The Language of Fashion
Museum für Kunst und Gewerbe Hamburg (MK&G), Hamburg
August, 14 2020 – October, 31 2022
The exhibition The Language of Fashion at the Museum für Kunst und Gewerbe Hamburg (MK&G) sheds light on the significance of the text for fashion products. The items on view are variously emblazoned with brand names or logos, political messages, typography, or plays on words.
All objects on display come from MK&G’s own fashion collection, including more than 35 items from the 19th century until today by established designers such as Walter Van Beirendonck, Coco Chanel, Jean-Charles de Castelbajac, Jean-Paul Gaultier, Tom Ford, Karl Lagerfeld, Martin Margiela and up-and-coming young designers such as Edda Gimnes and Flora Miranda Seierl.
Something we don’t often think about is that the word “text” originally came from “textile”. Text and textile share the same Latin root: “textus”. The German translation for “textus” is “Gewebe”, which in the figurative sense can also mean “connection”, as in a “fabric of connections”. Writing can be found in every conceivable place on dresses, trousers, coats and shirts. Sometimes the letters splashed across the chest or back just can’t be big enough, and other times they almost disappear in the pattern repeat.

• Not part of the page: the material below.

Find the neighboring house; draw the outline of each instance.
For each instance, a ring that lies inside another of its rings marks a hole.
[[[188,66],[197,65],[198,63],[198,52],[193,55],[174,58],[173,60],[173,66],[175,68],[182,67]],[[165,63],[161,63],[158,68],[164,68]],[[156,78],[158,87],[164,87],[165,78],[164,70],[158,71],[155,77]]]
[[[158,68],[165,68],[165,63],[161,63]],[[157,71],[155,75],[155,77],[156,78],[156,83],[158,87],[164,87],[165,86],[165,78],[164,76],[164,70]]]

And in some cases, they wrap themselves around the body so circuitously that the message remains a mystery. Written information may be discreetly hidden inside the garment. Or the letters of the alphabet may be replaced by an alternative system of signs whose meaning can be deciphered only by the adepts.
The use of lettering on the outside of clothing first emerged with 1960s pop culture, for example on paper dresses, hybrids of posters, and dresses. In contemporary fashion design, the “Antwerp School” in the orbit of Walter Van Beirendonck is particularly well known for embellishing apparel with written messages. A wide variety of techniques is used here, including jacquard weaving, bandage knitting, embroidery, and laser cutting.